I was surprised to see Senator McCain’s strong stand against the repeal of Don’t Ask Don’t Tell. Just a few years ago, in February of 2008 I wrote in a blog: “Whether you agree or not with John McCain ‘s positions on issues - and I certainly disagree with a number of his positions, especially on social issues - you have to respect his style and character. Last summer, he visited the AlwaysOn Stanford Summit, where I participated on a panel. He spoke to us and answered questions for quite awhile. At the time, McCain's campaign was pretty much dead. Yet, he was very gracious, more than held his own, and you could tell that he commanded the full respect of an audience that did not quite share all his positions.”
Sadly, I could not write such words today. MSNBC political analyst Chris Matthews devoted a segment of his December 20 Hardball program to the question What happened to John McCain?. The McCain of today seems like a completely different human being than he was just a few years ago, said one of his fellow analysts. All said that they were deeply disappointed.
Columnist and author Joe Klein was harsher in a Time Magazine piece:
“I used to know a different John McCain, the guy who proposed comprehensive immigration reform with Ted Kennedy, the guy - a conservative, to be sure, but an honorable one - who refused to indulge in the hateful strictures of his party's extremists. His public fall has been spectacular, a consequence of politics--he "needed" to be reelected--and personal pique. He's a bitter man now, who can barely tolerate the fact that he lost to Barack Obama. But he lost for an obvious reason: his campaign proved him to be puerile and feckless, a politician who panicked when the heat was on during the financial collapse, a trigger-happy gambler who chose an incompetent for his vice president. He has made quite a show ever since of demonstrating his petulance and lack of grace.”
How do you decide whether compromise or principles are in order? That is a very important question, one that each of us has to answer for ourselves. Most of our decisions are based on pragmatism - the gives and takes of daily life that allows us to get along and work with people around us, even if we hold widely different views on many matters. But, some decisions require us to go deep into ourselves, examine our basic values, and find our moral compass to help tell right from wrong.
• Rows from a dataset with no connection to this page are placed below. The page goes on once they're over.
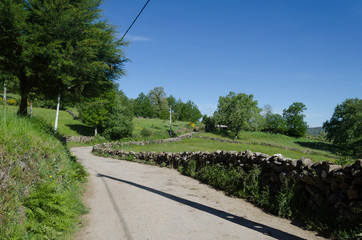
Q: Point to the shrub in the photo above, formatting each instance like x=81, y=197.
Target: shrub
x=145, y=132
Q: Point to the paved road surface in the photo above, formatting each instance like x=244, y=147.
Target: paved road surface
x=135, y=201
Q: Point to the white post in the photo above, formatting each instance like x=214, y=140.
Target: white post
x=57, y=115
x=170, y=121
x=31, y=108
x=5, y=93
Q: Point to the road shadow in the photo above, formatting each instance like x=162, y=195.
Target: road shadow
x=261, y=228
x=81, y=129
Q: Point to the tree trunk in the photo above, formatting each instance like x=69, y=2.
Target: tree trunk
x=57, y=115
x=24, y=92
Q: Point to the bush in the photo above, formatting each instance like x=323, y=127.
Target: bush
x=145, y=132
x=209, y=123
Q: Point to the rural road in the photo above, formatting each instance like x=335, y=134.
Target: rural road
x=135, y=201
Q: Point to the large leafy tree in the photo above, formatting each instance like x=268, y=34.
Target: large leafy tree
x=119, y=123
x=142, y=106
x=188, y=111
x=275, y=123
x=345, y=127
x=294, y=118
x=158, y=100
x=237, y=111
x=58, y=47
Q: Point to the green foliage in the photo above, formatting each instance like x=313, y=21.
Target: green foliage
x=119, y=123
x=94, y=113
x=190, y=168
x=158, y=100
x=40, y=192
x=187, y=111
x=285, y=199
x=275, y=123
x=142, y=106
x=345, y=127
x=145, y=132
x=55, y=47
x=50, y=211
x=237, y=111
x=294, y=119
x=209, y=123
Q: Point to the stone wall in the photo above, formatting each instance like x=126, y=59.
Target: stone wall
x=323, y=183
x=82, y=139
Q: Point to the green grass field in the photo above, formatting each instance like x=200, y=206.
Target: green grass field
x=66, y=124
x=158, y=129
x=40, y=181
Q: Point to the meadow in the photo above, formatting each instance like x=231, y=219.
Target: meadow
x=40, y=191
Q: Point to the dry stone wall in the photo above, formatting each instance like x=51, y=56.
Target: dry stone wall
x=82, y=139
x=323, y=183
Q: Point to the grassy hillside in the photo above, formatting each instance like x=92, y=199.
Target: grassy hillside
x=66, y=124
x=39, y=191
x=198, y=144
x=159, y=128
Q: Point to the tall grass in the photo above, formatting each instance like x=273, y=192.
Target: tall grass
x=40, y=182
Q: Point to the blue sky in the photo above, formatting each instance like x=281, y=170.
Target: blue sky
x=282, y=52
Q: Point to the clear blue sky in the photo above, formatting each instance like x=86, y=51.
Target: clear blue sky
x=282, y=52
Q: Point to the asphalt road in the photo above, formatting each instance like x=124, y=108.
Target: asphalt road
x=135, y=201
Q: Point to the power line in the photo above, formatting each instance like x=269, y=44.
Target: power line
x=135, y=19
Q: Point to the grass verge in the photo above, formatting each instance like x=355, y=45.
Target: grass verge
x=41, y=184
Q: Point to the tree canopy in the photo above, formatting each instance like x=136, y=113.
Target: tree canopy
x=237, y=111
x=294, y=118
x=58, y=47
x=158, y=100
x=345, y=127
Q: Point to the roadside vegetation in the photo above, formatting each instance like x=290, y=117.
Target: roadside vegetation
x=41, y=184
x=253, y=141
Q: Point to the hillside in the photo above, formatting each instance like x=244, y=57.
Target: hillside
x=40, y=182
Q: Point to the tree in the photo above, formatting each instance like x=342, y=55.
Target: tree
x=209, y=123
x=58, y=47
x=119, y=123
x=294, y=118
x=158, y=100
x=188, y=112
x=142, y=106
x=237, y=111
x=95, y=113
x=345, y=127
x=275, y=123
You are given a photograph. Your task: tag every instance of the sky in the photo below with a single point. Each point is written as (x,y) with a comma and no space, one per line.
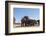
(19,13)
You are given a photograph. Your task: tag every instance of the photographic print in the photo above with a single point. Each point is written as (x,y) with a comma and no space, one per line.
(24,17)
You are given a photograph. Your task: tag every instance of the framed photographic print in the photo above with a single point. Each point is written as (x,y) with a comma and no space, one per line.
(24,17)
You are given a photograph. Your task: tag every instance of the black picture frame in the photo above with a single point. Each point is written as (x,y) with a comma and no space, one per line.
(6,18)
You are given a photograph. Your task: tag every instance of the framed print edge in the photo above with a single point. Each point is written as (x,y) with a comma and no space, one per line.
(6,18)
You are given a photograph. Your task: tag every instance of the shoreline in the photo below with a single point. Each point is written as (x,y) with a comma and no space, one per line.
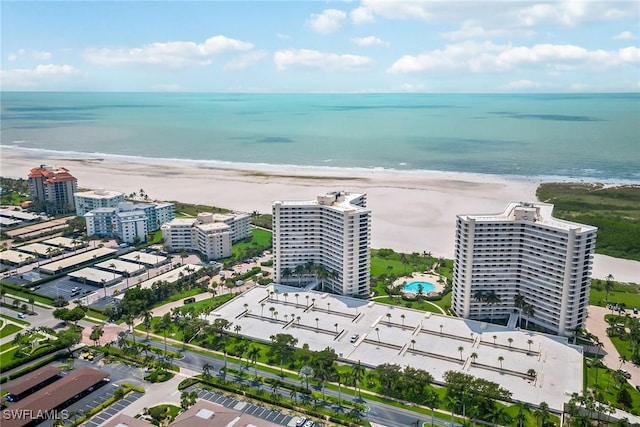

For me, the best such moral compass is The Golden Rule, which essentially urges us to treat others as you want to be treated. The Golden Rule asks us to put ourselves in the shoes of our fellow human beings, reflect on the impact of our actions and words on them, and act accordingly. This, in my opinion, explains the difference between the tax deal vote of December 16, when compromise was in order, and the Don’t Ask Don’t Tell vote of December 18, when principle and their personal moral compass should have guided the vote of every senator.
Unfortunately, for many of our current day politicians, McCain and Graham as charter members, are driven by the imperative of personal reelection ... a personal moral compass notwithstanding.